What do the Wizard of Oz and Star Trek have to do with Aristotle?
Updated: Oct 18, 2019
Wizard of Oz
In the movie version of “The Wizard of Oz,” Dorothy Gale is swept off to the Land of Oz by a tornado. She makes three friends: the Scarecrow, the Tin Man, and the Cowardly Lion. And in the end, they win.
But how do they win?
It’s true that they all come together and defeat the Wicked Witch of the West in the end of the story, but even before they defeated her, they were traveling along the Yellow Brick Road together. But they were also constantly arguing with each other!
So what changed?
What were each of their challenges?
The Scarecrow needed a brain, the Tin Man needed a heart, and the Cowardly Lion needed courage.
Doesn’t that just seem weird? I can understand not having courage, but how could you not have a brain or a heart, and still live?
And what does that have to do with Star Trek—or Aristotle?
In the original TV series of Star Trek, there were three main characters (who didn’t wear red shirts): Captain Kirk, “Bones” or Doctor McCoy, and Spock.
What do these three characters have in common with Dorothy’s three friends in Oz?
Spock was all about logic. Not emotion (except for the occasional slip). Just reasonable, but sometimes to the point where his decisions could be chilling. And in the “rebooted” version by J.J. Abrams, his decision to banish James T. Kirk to certain death based on “pure logic” was truly horrific.
McCoy always wanted to help everyone heal, and he was passionate about it! He was pretty much the only one to get away with yelling at the ship’s captain. He was also always at odds with Spock.
Captain Kirk, who made mistakes by siding with either Spock or McCoy in the beginning of the episode, but succeeded in the end when he united with both Spock and McCoy.
So What Does This Have to do With Aristotle?
The roles they take on, and the way they interact with each other and eventually succeed in their quest, is based on Aristotle’s idea about what a human being is.
What is his idea? That a human being has both a body and a soul, and the soul has an intellect and a will.
The intellect is made for, and seeks out, the truth, the will seeks and chooses the good, and the body is the source of the passions (not feelings, like hot and cold, so much as emotions and desires).
When they work together in harmony, the passions drive us to take action, but are guided by the intellect pursuing the truth, and the will making the choice of what action to take in pursuit of the good.
This doesn’t usually happen in the beginning of a story, unless the point of the story is for the character to suffer and fall apart. Most stories that use this three-character model start with two of the characters at odds with each other: the passion and the intellect.
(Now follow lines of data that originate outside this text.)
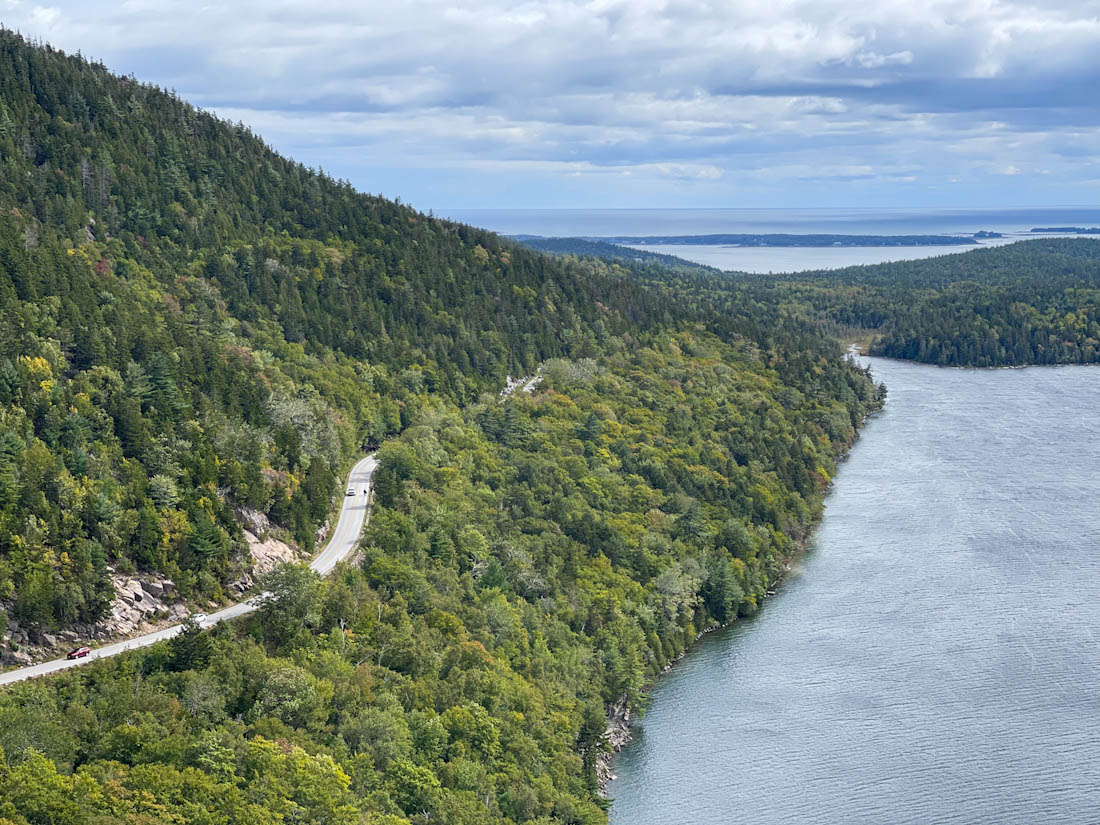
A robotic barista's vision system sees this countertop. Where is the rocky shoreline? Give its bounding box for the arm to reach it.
[596,391,881,799]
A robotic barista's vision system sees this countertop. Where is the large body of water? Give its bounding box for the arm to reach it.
[611,360,1100,825]
[447,207,1100,273]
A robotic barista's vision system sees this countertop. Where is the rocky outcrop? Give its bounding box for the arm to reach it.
[103,573,188,637]
[244,530,298,575]
[596,696,631,792]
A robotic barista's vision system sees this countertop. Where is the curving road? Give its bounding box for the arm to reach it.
[0,453,378,685]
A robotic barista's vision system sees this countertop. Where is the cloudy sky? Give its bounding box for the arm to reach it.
[0,0,1100,211]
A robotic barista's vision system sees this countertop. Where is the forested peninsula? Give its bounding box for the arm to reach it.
[550,238,1100,367]
[0,25,1100,825]
[0,32,882,825]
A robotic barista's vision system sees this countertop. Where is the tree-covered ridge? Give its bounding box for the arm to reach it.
[0,32,677,634]
[616,239,1100,366]
[780,239,1100,366]
[0,332,878,825]
[0,29,881,825]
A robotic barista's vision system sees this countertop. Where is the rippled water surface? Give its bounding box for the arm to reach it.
[611,360,1100,825]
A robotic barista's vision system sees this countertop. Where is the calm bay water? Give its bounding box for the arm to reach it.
[447,207,1100,273]
[611,360,1100,825]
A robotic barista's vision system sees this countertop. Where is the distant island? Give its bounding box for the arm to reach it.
[567,231,1001,246]
[1031,227,1100,235]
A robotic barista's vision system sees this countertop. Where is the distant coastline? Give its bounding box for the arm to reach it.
[513,231,1003,248]
[1031,227,1100,235]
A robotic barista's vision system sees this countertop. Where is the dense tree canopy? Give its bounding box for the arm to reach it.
[0,33,882,825]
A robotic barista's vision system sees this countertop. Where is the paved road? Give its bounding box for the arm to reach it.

It’s the character representing the will that unites them.
In the Wizard of Oz, the Scarecrow represents the intellect, the Tin Man the heart, and the Cowardly Lion the body.
Courage (or fortitude) is the virtue that helps us to face fear, and the root of every fear is fear of death. This is why the cowardly lion is afraid of everything, including his own tail!
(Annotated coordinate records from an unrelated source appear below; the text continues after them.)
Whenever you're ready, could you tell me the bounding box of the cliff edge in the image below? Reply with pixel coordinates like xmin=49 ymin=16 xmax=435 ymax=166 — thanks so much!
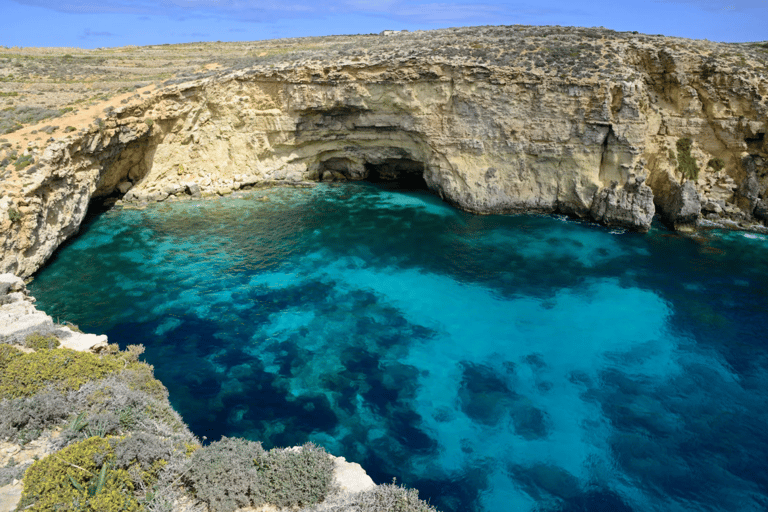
xmin=0 ymin=26 xmax=768 ymax=276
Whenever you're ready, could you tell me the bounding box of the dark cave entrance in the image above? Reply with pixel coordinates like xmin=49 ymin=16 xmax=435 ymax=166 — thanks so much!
xmin=365 ymin=158 xmax=429 ymax=190
xmin=319 ymin=157 xmax=430 ymax=191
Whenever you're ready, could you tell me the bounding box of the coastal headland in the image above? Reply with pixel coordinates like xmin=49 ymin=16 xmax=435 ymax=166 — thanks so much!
xmin=0 ymin=26 xmax=768 ymax=510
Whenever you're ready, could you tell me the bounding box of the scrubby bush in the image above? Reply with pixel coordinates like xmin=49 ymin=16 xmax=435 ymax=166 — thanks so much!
xmin=8 ymin=208 xmax=23 ymax=222
xmin=0 ymin=390 xmax=69 ymax=444
xmin=0 ymin=349 xmax=157 ymax=398
xmin=115 ymin=432 xmax=173 ymax=471
xmin=707 ymin=158 xmax=725 ymax=172
xmin=24 ymin=332 xmax=61 ymax=350
xmin=186 ymin=438 xmax=333 ymax=512
xmin=19 ymin=437 xmax=140 ymax=512
xmin=351 ymin=483 xmax=437 ymax=512
xmin=254 ymin=444 xmax=333 ymax=507
xmin=0 ymin=457 xmax=28 ymax=487
xmin=0 ymin=343 xmax=23 ymax=373
xmin=676 ymin=138 xmax=699 ymax=183
xmin=185 ymin=437 xmax=266 ymax=512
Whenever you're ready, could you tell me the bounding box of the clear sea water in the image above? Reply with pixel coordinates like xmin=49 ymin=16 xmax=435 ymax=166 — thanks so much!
xmin=30 ymin=184 xmax=768 ymax=512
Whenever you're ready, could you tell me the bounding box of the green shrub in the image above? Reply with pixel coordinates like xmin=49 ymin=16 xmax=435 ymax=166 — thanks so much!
xmin=254 ymin=444 xmax=333 ymax=507
xmin=0 ymin=349 xmax=125 ymax=398
xmin=185 ymin=437 xmax=266 ymax=512
xmin=115 ymin=432 xmax=173 ymax=471
xmin=676 ymin=138 xmax=699 ymax=183
xmin=344 ymin=483 xmax=437 ymax=512
xmin=185 ymin=437 xmax=333 ymax=512
xmin=707 ymin=158 xmax=725 ymax=172
xmin=18 ymin=437 xmax=141 ymax=512
xmin=0 ymin=343 xmax=23 ymax=373
xmin=0 ymin=391 xmax=70 ymax=444
xmin=24 ymin=332 xmax=61 ymax=350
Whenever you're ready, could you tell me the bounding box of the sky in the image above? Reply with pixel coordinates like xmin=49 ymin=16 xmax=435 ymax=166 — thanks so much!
xmin=0 ymin=0 xmax=768 ymax=48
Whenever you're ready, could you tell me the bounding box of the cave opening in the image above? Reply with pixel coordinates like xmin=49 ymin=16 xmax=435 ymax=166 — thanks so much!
xmin=365 ymin=158 xmax=429 ymax=190
xmin=319 ymin=157 xmax=430 ymax=191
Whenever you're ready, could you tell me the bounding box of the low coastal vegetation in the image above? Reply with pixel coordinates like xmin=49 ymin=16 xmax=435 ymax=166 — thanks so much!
xmin=0 ymin=333 xmax=435 ymax=512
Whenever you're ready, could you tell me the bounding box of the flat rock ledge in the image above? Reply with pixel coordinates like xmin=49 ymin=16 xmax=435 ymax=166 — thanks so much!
xmin=0 ymin=274 xmax=107 ymax=352
xmin=0 ymin=274 xmax=376 ymax=512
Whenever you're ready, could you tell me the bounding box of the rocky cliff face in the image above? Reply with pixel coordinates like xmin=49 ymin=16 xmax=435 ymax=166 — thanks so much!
xmin=0 ymin=26 xmax=768 ymax=275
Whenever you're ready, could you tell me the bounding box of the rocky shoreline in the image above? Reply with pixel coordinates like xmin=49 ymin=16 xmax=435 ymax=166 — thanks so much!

The Scarecrow antagonizes the trees (and almost everyone else) until the Tin Man takes charge and they rescue Dorothy from the Wicked Witch.
It’s only when they unite and work together,
and stop the in-fighting,
that they’re able to save Dorothy
In J.J. Abram’s reboot of the movie version of “Star Trek,” Spock is the captain who banishes Kirk to certain death on the ice planet (where he is saved by “future Spock”). It’s only when Kirk takes over as the captain by deposing Spock—into his rightful position, and the three work together that they succeed.
Spock is “logical” and he represents the intellect—just like the Scarecrow.
McCoy is the one who is passionate about healing people, and he represents the passions—so does the Cowardly Lion.
Kirk is the one who tempers Spock’s cold logic with McCoy’s heated and emphatic desire to heal. He represents the heart—as does the Tin Man.
Each character symbolizes part of a person, and it’s only when the person acts as as one person, that the challenge in the story is overcome and the hero succeeds.
So these three characters symbolize the heart, the mind, and the body.
Once you “get” this, you’ll see that a lot of books and movies use this model for characters in their stories.
If you want to see examples, you can start with:
Star Wars, the three original movies
The Brothers Karamazov, by Fyodor Dostoevsky
Lord of the Rings, by J.R.R. Tolkien
The Space Trilogy series by C.S. Lewis
Harry Potter, by J.K. Rowling
The movie “O Brother, Where Art Thou?”